Finally Betty would have very little conception of the way she experiences or expresses her emotions. Being kept in such cruel and unusual circumstances for so long, Betty might not have developed the full range of emotions (possessed by most people) and would not understand why emotions were felt.

Ways improving this child’s socio-emotional functioning in society;

Betty would need to be kept in clean conditions, fed and looked after properly. She should be cared for by a small, constant group of adults so she can get to know them, learn to trust them and hopefully create some emotional bond with them. The same should be done when she is introduced to children. Too many children could distress or confuse her but if there was a small group of children that visited her, she might form a friendship with one or more of them. This would also familiarise her with people closer to her own age. It might be appropriate for the children she interacts with to be mentally disadvantaged (but still friendly and harmless) because they would be closer to her mental level than other children. These meetings with other children must be supervised in case anything goes wrong.

If it was possible, it would help Betty to learn some language, or if not, taught some sort of sign language so she can communicate with others. She should also be placed in positive, enjoyable situations so she has the chance to discover human emotions such as joy and excitement.

Ethical issues that would arise in the attempt to re-socialise the feral child;

If she was introduced into society Betty might suffer from the stress of co-existing with people for the first time. Betty does not have the same mental, social or physical abilities as other children her age. She wouldn’t be able to relate to other children and might be isolated from her peers because of this. Other children might abuse her verbally or even physically. She may feel like an ‘outsider’ or a ‘freak’ and stop trying to learn develop or communicate with others.

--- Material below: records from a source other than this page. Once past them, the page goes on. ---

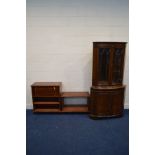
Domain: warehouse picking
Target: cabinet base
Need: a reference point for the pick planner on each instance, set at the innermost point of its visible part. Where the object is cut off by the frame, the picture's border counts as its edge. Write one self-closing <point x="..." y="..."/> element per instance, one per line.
<point x="106" y="102"/>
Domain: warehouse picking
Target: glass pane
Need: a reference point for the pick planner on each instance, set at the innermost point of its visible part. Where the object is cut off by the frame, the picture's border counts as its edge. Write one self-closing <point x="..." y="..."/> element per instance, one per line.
<point x="117" y="60"/>
<point x="104" y="58"/>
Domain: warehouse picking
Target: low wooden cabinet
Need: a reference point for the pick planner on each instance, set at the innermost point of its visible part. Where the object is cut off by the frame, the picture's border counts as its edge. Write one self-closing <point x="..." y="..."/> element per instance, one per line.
<point x="46" y="96"/>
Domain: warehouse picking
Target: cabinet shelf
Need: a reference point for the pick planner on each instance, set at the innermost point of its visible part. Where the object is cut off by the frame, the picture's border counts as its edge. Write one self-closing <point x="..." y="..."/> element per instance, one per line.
<point x="66" y="109"/>
<point x="45" y="103"/>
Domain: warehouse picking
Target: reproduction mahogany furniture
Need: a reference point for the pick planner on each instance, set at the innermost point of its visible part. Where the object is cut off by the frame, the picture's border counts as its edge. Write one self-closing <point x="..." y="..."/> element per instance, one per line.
<point x="107" y="91"/>
<point x="48" y="97"/>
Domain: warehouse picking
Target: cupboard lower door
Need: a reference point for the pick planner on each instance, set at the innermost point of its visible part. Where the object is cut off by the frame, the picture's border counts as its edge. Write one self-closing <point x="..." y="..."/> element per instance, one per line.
<point x="106" y="103"/>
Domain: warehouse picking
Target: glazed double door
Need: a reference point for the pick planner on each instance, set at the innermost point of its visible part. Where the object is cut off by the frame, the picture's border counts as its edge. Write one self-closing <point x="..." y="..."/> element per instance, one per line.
<point x="108" y="63"/>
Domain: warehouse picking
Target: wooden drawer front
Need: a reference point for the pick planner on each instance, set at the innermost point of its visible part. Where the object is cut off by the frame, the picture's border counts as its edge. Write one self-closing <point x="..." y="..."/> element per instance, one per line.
<point x="40" y="91"/>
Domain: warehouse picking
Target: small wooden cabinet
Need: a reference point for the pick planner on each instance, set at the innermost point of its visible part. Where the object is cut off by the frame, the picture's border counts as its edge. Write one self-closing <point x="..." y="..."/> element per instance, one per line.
<point x="46" y="96"/>
<point x="107" y="91"/>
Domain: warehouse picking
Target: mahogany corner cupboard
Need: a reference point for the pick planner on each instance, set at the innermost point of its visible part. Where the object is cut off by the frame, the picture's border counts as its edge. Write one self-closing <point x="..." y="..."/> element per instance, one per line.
<point x="107" y="91"/>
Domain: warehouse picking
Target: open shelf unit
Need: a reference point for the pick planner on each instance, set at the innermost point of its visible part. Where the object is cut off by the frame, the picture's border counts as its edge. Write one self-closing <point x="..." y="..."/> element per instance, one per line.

Betty may also be mentally disturbed due to her abusive up-bringing. It may not be worth re-socialising her, if there is the chance of her acting psychotically, maybe even harming others. Even if she is not psychotic; feral children are usually entirely unaware of the needs and desires and others. The notions of morals, property and possessions are unfamiliar to them, so they can’t understand other people.

She also may suffer the stress of learning how to do everyday activities such as; walking, chores, shopping etc. She might not ever be able to completely independent and if she is forced to be, she might end up harming herself.